High-profile cases fill Supreme Court docket

By Ben Conery-The Washington Times

The Supreme Court‘s upcoming term will include the most emotionally charged freedom-of-speech case in recent history along with the usual assortment of high-profile challenges focusing on hot-button issues such as immigration and prosecutorial misconduct.

But the term, which begins Monday, also is notable for what it often will not include, namely new Justice Elena Kagan.

Justice Kagan, who won confirmation this summer to replace retired Justice John Paul Stevens, has said she must step aside for about half the roughly 50 cases the court has so far agreed to hear this term. It is not uncommon for justices to have to step aside when the court hears cases with which they had some previous involvement, but Justice Kagan‘s unusually high number is a result of her previous job as solicitor general.

It is unclear how many more, if any, recusals Justice Kagan will have this term, or how many she will have in subsequent terms, though the number is likely to be lower in ensuing years. With such a large number of recusals, some cases could end in 4-4 ties, which means they would retain a lower court’s ruling.

Sen. Patrick J. Leahy, Vermont Democrat and chairman of the Senate Judiciary Committee, tried to avoid that scenario by proposing a bill this week that would allow retired Justices Stevens, Sandra Day O’Connor and David H. Souter to fill in for such cases.

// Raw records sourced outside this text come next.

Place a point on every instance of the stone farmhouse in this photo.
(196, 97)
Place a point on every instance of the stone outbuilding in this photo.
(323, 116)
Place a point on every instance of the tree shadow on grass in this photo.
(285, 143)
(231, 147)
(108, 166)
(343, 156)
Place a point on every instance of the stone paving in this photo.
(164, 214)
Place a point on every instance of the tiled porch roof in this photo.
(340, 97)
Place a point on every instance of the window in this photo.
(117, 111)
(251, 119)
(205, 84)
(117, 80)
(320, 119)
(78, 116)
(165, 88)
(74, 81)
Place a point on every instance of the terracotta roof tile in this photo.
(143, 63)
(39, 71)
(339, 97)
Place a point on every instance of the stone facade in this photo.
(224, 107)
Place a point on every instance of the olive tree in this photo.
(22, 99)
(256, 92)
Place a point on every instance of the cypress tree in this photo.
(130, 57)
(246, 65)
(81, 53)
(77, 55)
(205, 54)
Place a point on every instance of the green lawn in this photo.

One of this term’s high-profile cases is a challenge to an Arizona immigration law enacted in 2007. Others involve prosecutorial misconduct in Louisiana, and how far protesters can go in demonstrating at funerals.

In the Arizona case, Chamber of Commerce of the United States v. Whiting, a group of seemingly strange bedfellows — business owners, unions and civil libertarians — have challenged a state law requiring employers to access a federal database to ensure job applicants are eligible to work in the U.S. The law also imposes sanctions that could force employers out of business.